"Grief actually stems from a change in our relationship with our self."
"Grief and loss are what each individual person thinks and believes they are."
"If grieving is unlimited, unhealthy, and unmeaningful, it can become a
serious problem and an impediment to the normal conduct, flow and progress of
life."
Grief, Grieving and Loss
Grieving is a natural response to the experience of loss and separation.
The nature and duration of grieving is strictly an individual matter. Everyone grieves
in somewhat different ways, and grieving serves somewhat different purposes from
one person to another. That is because the experience of loss has different meanings
to different people.
Grief is triggered by a change in our relationship with someone, something, or some
place, usually by death, illness, addiction or physical or mental separation, but
it actually stems from a change in our relationship with our self. When the significance
to us of a changed relationship is one of loss-when it feels to us that something
or someone important, essential, or necessary is missing from our life-then grieving
is the natural result and there is a sense of inner separation or division.

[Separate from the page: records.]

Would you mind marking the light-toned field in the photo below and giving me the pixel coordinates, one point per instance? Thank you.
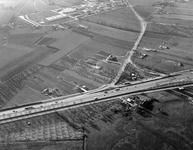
(68, 42)
(10, 53)
(175, 16)
(179, 13)
(123, 19)
(151, 40)
(24, 39)
(144, 2)
(111, 32)
(67, 2)
(92, 47)
(144, 11)
(26, 95)
(6, 4)
(71, 76)
(181, 44)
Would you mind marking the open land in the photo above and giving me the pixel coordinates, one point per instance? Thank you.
(68, 53)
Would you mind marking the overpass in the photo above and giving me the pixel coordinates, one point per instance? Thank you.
(104, 94)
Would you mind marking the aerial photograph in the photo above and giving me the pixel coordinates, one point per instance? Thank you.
(96, 74)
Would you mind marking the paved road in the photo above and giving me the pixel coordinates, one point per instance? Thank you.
(130, 53)
(49, 106)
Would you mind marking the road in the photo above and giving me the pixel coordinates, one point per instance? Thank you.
(61, 103)
(130, 53)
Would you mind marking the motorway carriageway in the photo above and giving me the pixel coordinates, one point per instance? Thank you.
(87, 98)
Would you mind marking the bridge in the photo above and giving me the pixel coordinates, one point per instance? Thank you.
(180, 80)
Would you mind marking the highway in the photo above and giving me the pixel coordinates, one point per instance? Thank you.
(61, 103)
(130, 53)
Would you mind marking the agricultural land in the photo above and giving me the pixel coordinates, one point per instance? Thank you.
(54, 48)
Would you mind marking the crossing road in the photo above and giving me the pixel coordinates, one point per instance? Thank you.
(103, 94)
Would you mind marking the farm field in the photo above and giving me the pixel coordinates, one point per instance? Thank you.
(123, 19)
(153, 40)
(67, 2)
(94, 46)
(144, 11)
(73, 77)
(56, 145)
(26, 95)
(64, 44)
(11, 52)
(111, 32)
(181, 44)
(145, 2)
(175, 13)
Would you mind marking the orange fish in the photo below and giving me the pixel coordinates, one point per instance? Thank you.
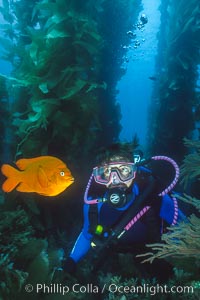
(45, 175)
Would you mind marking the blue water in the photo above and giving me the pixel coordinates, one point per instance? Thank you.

With the sense that something has become divided within yourself, it can feel as
if you aren't whole any more, as if something in your subjective universe is missing.
This causes an unhealthy relationship with yourself, simply because your world no
longer seems whole. When your world isn't whole, it's because you don't feel whole.

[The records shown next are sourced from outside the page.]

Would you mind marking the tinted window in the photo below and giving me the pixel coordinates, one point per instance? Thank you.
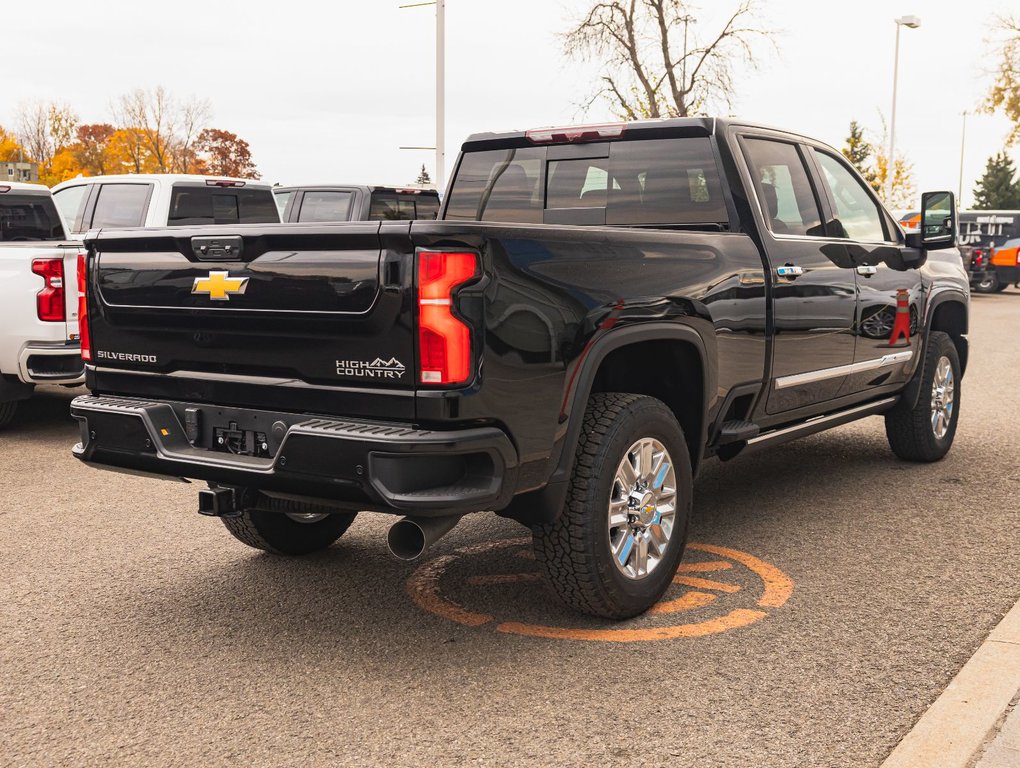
(325, 206)
(501, 185)
(427, 206)
(391, 206)
(783, 189)
(221, 205)
(666, 182)
(29, 217)
(282, 200)
(120, 205)
(68, 202)
(857, 214)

When grieving is resolved, your sense of wholeness will be restored-even if the
one who was lost or missing doesn't do anything!
People grieve in accordance with their cultural, religious, and spiritual ideas
about the place and purpose of grief: they grieve along the lines of their beliefs
about loss and connection. Thus grieving is the result of our personal and subjective
perception and experience: grief and loss are what each individual person thinks
and believes they are.
When Grieving Interferes with a Healthy,
Complete Life
When grieving persists for a protracted period of time or when it is exceptionally
strong and intense, it can interfere with important aspects of a person's life.
Many world religions prescribe exact time frames and other parameters for grieving
in order to prevent this problem. However, a growing number of the world's people
may no longer be subject to the prescriptions of strict or fundamental cultures
with specific boundaries around grieving. For a great many of us there are no standards,
norms, parameters, limits, or familiar rituals for grieving. If grieving is unlimited,
unhealthy, and unmeaningful, it can become a serious problem and an impediment to
the normal conduct, flow and progress of life.
When grieving goes on for so long that it prevents a person from achieving satisfaction
and fulfillment in important areas of life, when it goes on in such a way that normal
functioning doesn't return in a reasonable period of time, or when the experience
of loss leaves behind enduring emotional or behavioral problems or a weakened or
disordered condition of mental or physical health, then the subconscious mind has
developed a negative habit in order to make sense of and accommodate to the experience
of loss. The death or other loss is interfering with your ability to live a purposeful,
healthy, satisfying, or full and complete life.
Grieving, Loss and Tranceformation
Negative habits of grieving can be rapidly cleared using the tools and processes
of Tranceformation, exactly as with any other habit.
With Tranceformation, unhealthy and unhelpful habits of mind around loss and grieving
are pinpointed and cleared; the sense of loss is resolved in a deeply personal and
meaningful way: you attain a new and healthful balance in mind, body and spirit.
When the transformation of the loss experience is complete, you will have an improved
attitude toward your changed relationship with the person, place, or animal companion
that is no longer physically or emotionally present for you; you will have discovered
significant and positive meaning in the experience. The grieving will be resolved.
When you have cleared a negative habit around losing a familiar sense of connection
with someone you care about, the result can be a renewed sense of connection with
that person, an appreciation of the time you had together, a new comprehension of
the significance of your relationship with that person, and any number of unique
insights that are possible for only you. Your feelings about what once was a sense
of loss will be physically, mentally and spiritually (1) (2) balanced, healthy, and energizing.
You will feel whole again. There will be peace.